Si on considère les preuves scientifiques limitées à la disposition des peuples anciens, cette conceptualisation des origines était parfaitement logique. Comme pour tout récit concernant nos origines, y compris les nôtres aujourd’hui, les anciens posaient des questions essentiellement étiologiques (du grec aitia : la cause, la raison de ceci). Ceci incluait : d’où viennent ces choses ou ces êtres ? Pourquoi sont-ils ainsi ? Qui ou quoi est responsable de leur origine ? Il n’y avait aucune raison pour  que les anciens peuples croient que l’univers avait des milliards d’années, et ils n’étaient pas conscients du fait que les organismes vivants évoluaient pendant de très longues périodes, comme nous le montre le registre fossile. Au lieu de cela, l’âge du monde était limité à la durée de leurs généalogies, dont beaucoup étaient retenues uniquement grâce à leur mémoire, et donc étaient plutôt courtes. L’évolution biologique n’était même pas envisagée parce qu’aux yeux des anciens, les poules produisaient des œufs qui donnaient toujours des poulets, les brebis donnaient naissance à des agneaux, et les femmes étaient invariablement les mères d’enfants humains. Les organismes vivants étaient donc immuables : les espèces étaient fixes et ne changeaient jamais.

Dans leur conceptualisation des origines, les peuples anciens utilisaient ces expériences et ses observations quotidiennes et les rétro-projetaient dans le passé jusqu’à l’origine de la création (du latin retro : en arrière, jacere : jeter). Il s’agit du même type de raisonnement que l’on utilise pour enquêter sur une scène de crime. Les preuves actuelles sont utilisées afin de reconstruire le passé. De cette façon, les anciens arrivaient à la conclusion très raisonnable que l’univers et la vie devaient avoir été créés rapidement et complètement depuis relativement peu de temps. Il s’agissait là de la meilleure science de l’époque.

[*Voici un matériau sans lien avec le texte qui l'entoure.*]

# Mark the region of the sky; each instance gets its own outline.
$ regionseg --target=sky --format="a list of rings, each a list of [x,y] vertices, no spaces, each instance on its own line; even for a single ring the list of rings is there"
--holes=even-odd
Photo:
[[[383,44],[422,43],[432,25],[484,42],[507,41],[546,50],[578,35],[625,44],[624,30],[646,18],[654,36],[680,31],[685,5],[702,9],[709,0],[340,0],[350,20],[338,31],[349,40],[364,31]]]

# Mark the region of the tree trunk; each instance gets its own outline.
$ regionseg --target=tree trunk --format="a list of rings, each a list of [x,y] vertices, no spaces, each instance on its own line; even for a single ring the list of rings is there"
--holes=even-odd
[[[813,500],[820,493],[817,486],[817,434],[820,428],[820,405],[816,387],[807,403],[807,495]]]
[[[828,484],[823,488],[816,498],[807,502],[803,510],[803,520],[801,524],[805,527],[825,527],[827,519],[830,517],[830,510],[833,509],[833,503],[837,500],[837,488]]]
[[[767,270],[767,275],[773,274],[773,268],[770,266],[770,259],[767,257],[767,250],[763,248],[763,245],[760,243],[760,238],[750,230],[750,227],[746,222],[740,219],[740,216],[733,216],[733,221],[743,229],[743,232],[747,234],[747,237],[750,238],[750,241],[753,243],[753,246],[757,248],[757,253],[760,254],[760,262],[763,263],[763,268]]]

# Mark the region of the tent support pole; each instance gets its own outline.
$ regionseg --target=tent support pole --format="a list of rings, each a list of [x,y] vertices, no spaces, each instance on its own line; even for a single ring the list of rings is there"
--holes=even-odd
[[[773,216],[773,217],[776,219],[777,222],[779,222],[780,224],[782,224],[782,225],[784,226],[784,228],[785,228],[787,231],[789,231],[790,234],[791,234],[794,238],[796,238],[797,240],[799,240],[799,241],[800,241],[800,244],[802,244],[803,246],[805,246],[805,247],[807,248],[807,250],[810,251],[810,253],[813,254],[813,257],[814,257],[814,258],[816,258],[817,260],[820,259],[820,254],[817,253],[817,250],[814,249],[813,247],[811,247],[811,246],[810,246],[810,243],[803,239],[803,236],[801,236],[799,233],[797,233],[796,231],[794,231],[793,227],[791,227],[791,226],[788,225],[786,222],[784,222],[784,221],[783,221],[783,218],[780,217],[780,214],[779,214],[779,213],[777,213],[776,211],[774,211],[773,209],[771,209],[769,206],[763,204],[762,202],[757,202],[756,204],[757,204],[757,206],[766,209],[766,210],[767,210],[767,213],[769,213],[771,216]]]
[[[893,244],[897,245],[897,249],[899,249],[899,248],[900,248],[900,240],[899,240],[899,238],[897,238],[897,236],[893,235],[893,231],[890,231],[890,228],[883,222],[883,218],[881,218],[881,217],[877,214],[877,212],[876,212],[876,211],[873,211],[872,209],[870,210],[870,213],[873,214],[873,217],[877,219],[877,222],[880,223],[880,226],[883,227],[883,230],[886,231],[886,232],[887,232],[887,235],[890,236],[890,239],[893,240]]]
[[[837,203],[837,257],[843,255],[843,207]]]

Comprendre cette notion de création de novo est l’une des clés qui permet de comprendre Genèse 1 et le débat à propos des origines. Ce récit de la création fait 10 fois référence aux créatures vivantes se reproduisant « selon leur espèce ». Les créationnistes de la jeune terre et les créationnistes progressifs argumentent sur le fait que cette phrase est une preuve biblique incontestable contre l’évolution biologique, parce que Dieu a créé des groupes d’organismes séparés. Ils regroupent ces  « espèces » ou « baramins » (de l’hébreu bara : créer, min : espèce, genre). Pourtant, cette croyance anti-évolutionniste populaire à propos d’une intervention dramatique de Dieu pour créer des groupes séparés d’organismes vivants ne tient pas compte de la mentalité ancienne et des anciennes catégories intellectuelles. L’expression  « selon leur espèce » est le reflet d’une ancienne compréhension phénoménologique des organismes vivants (Note : il ne faut pas confondre cette notion avec notre perspective phénoménologique moderne. Ce que les anciens voyaient était pour eux la réalité, comme le « mouvement » littéral du soleil dans le ciel. Par contraste, nous savons que ce que nous voyons n’est qu’un effet visuel apparent, mais pas eux.) Les peuples anciens constataient que les oiseaux se reproduisaient en oiseaux, qui eux-mêmes produisaient des oiseaux, etc… Ils retro-projetaient cette expérience dans le passé et arrivaient à la conclusion logique qu’il devait bien y avoir eu un premier oiseau créé de novo par le Créateur. Ainsi, la création de novo des organismes vivants, comme les oiseaux de Genèse 1, est basée sur une classification statique de la vie dans des catégories immuables, comme les percevaient les peuples anciens tels que les Hébreux. Plus spécifiquement, ceci reflète une biologie ancienne ; et en particulier une compréhension ancienne de la taxonomie. Ce fait biblique a une implication très dérangeante.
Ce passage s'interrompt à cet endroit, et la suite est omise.